While this is certainly a valid interpretation of Virgil and fits in with D.'s emphasis on divine responsibility for cycles of violence, it does not explain how to feel about the fact that Aeneas does take the moral high ground at the end of the poem when he sacrifices Turnus for Pallas. It is Aeneas who decides that Turnus' death is a sacrifice and who tries to end his moral confusion with a definitive stroke. D. suggests that sacrifice does not "work" in the Aeneid (130) because it does not end violence and placate the gods, but this is not the only way for sacrifice to work. Aeneas puts it to a different and successful use: to create a moral order out of chaos, however deceptive Virgil exposes that order to be. Thus, D.'s thesis leaves out the possibility that Virgil's obsession with sacrificial symbolism has less to do with the gods than with the people who use it.

Despite these hesitations about accepting the full religious force that D. attributes to the cult of Diana Nemorensis, and sacrificial victory in general, in the Aeneid, her study is an illuminating one, which nicely brings out the intricacy of Virgil's allusive technique and demonstrates that knowledge of Virgil's religious heritage is as important as knowledge of his literary predecessors for fully grasping his "intertextual" approach. D.'s writing style is lively and lucid, and the book is well produced with only sporadic mistakes or typos.2 Her argument is clearly presented, though the second part includes sections that at times seem extraneous to the main argument since D. is so extremely thorough about tracing every conceivable allusion to the cult. While I am not fully convinced that bringing together all of these elements of the Arician cult "endows them with meaning beyond their individual significance," (24) or that every reference to trees or Diana must be a reference to this cult, D.'s study does thoughtfully examine their complex symbolism throughout the text. A particularly useful result of her book is the recognition of the central importance and subtly pervasive presence of Diana in the Aeneid ("It could be said that Diana's presence in the Aeneid quietly rivals that of obstreperous Juno," 230). Long before Jupiter threatens to collapse the dualistic universe by fraternizing with the Dirae, Diana, the "savior of both hunter and hunted" (167), treads the line between heaven and hell and takes up residence in the domain of moral complexity, well symbolized by the shady grove at Nemi.

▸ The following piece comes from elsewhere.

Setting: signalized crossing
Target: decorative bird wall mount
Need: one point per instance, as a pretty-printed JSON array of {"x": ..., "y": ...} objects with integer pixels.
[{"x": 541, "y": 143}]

1.   E.g., C. Bandera, "Sacrificial Levels in Virgil's Aeneid," Arethusa 14 (1981) 217-39; P. Hardie, The Epic Successors of Virgil: A Study in the Dynamics of a Tradition, Cambridge: Cambridge University Press, 1993; V. Panoussi, Epic Transfigured: Tragic Allusiveness in Vergil's Aeneid, Ph.D. diss., Brown University, 1998; R. M. Smith, "Deception and Sacrifice in Aeneid 2.1-249," AJP 120 (1999): 503-23.
2.   p.7: "hic cursus fuit" is 1.534, not 1.535; p. 30: "sacra Dioneae matri" should read "sacra Dionaeae matri'; p. 31: Servius' heading should read "LUSTRAMURQUE IOVI," not "LUSTRAMUR IOVI"; p.36: "eloquor an sileam?" should read "eloquar an sileam?"; p.66: "Geo. 3.24" should read "Geo. 3.14"; p.67 n. 38: "demersum fluminis" should read "demersus fluminis"; p.77: "fidemque" should read "fidumque"; p. 87: there is a repetition of "safely" in the sentence "Aeneas complains..."; p.88: the period after "Sigean promontory" is in superscript; p.105: it should be Priam and not Anchises who "complains about this atrocity..."; p.114: "cur liberavit Turnum" should be "cur liberaverit Turnum"; p.115 n. 7: there should be a "genitor" after "tuo" in the quote from Aen.8.72; p.122: Aeneas' words to Ascanius are missing quote marks; p. 137: the end of Servius' quote should read "alii dicunt ideo..." instead of "alii dicunt inde..."; p.144: typo in "Hip-polyus"; p. 170 n. 6: should read "Lucan's comparisons..." instead of "Lucan's comparison..."; p.177: whole word not italicized, "infesta"; p.178: "loathesome" should read "loathsome"; p.178: "cyparissae" should read "cyparissi"; p.189: words of Mezentius should have quote marks; p.206 n. 31 and p.222: should note departures from Mynor's text ("matris" instead of "Martis"; "certamine" instead of "certamina").